The substrate 9, on which the coating is formed, is fixed on the holder 15, which is connected to the negative pole of the source 16.

The claimed plasma-arc coating forming device works as follows. With the help of a special electrode, which in fig. 1 is not shown, or in another known way, an arc discharge is created between the coaxially located cathode Z and anode 6, in which electrons, neutral and ionized atoms of the working material with a microdroplet fraction are emitted from the working end surface of the cathode Z from the cathode spots. The dropless flow of metal plasma, separated by electrode 8 and with the participation of the solenoid element 11, and accelerated with the participation of the solenoid elements 12, 13, is deposited on the substrate 9 with high uniformity. By applying a negative potential to the holder 15 from the source 16, the ion treatment of the substrate is controlled 9 before coating, 60 deposition rate, growth kinetics, and structure of the resulting films.

The claimed device has the following characteristics: 1. The degree of ionization in the flow is about 100 95. 2. The discharge power is (0.5-6) x 103 W. 3. Discharge voltage - (25-100) V. 4. Discharge current - (20-100) A. 5. Mass consumption of cathode material (0.1-5) g/min. 6. The process of generating the working substance consumes (20-40) 95% of electrical power. 7. The growth rate of the coating is (0.1-5) μm/min.

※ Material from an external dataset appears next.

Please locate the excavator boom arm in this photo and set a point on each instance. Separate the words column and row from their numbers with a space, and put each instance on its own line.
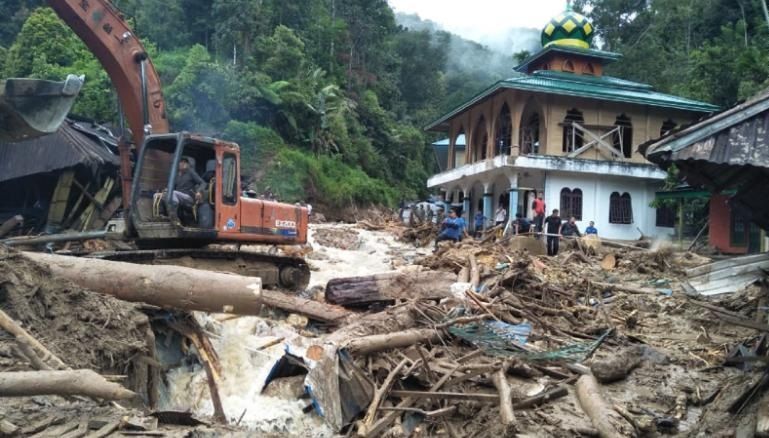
column 101, row 27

The proposed device makes it possible to successfully obtain the following coatings and systems: 1. Wear-resistant transparent coatings with a transparency coefficient of at least 80 90 based on aluminum nitride with a thickness of up to 300 microns. 2. Multicomponent films based on yttrium oxide ceramics with high-temperature superconductivity properties. 3. Multi-component anti-corrosion coatings based on chrome-nickel stainless steel with preservation of the composition of the consumable electrode. 4. Radiation-resistant electrical insulating coatings based on magnesium oxide. 5. Radiation-resistant wear-resistant coatings based on aluminum nitride. 6. Multicomponent high-entropy systems. 7. Spatially oriented carbon nanostructures with low-temperature formation of transition sublayers and nanoclusters of transition metals in a single vacuum-technological cycle. 8. Transparent conductive films based on tin oxide. 9. Magnetic screens based on films of ferromagnetic materials. 10. Decorative coatings based on titanium nitride. 11. Multi-component films with low electron work function for working electrodes of glucometers with high accuracy of blood sugar measurement.

Claims (1)

FORMULA OF THE UTILITY MODEL Zo 1. Plasma-arc device for the formation of coatings, which contains a vacuum chamber in which an axisymmetric cathode made of electrically conductive material, an anode that covers the cathode, a shielding electrode that is placed between the cathode and the anode, a magnetic system, consisting of two sequentially located solenoidal elements, a substrate holder and a power source, which is characterized by the fact that the Z5 magnetic system is supplemented by a third solenoidal element, which is installed with a flat surface behind the second solenoidal element, and between the substrate holder and the end working surface of the cathode, a ring separating electrode is installed , while the ratio between the diameters of the anode A of the separating electrode "C" and the cathode "K is: ОА Об 5 Ок 40 2. The device according to claim 1, which differs in that the first solenoidal element is equipped with a mechanism for movement along the axis of the device.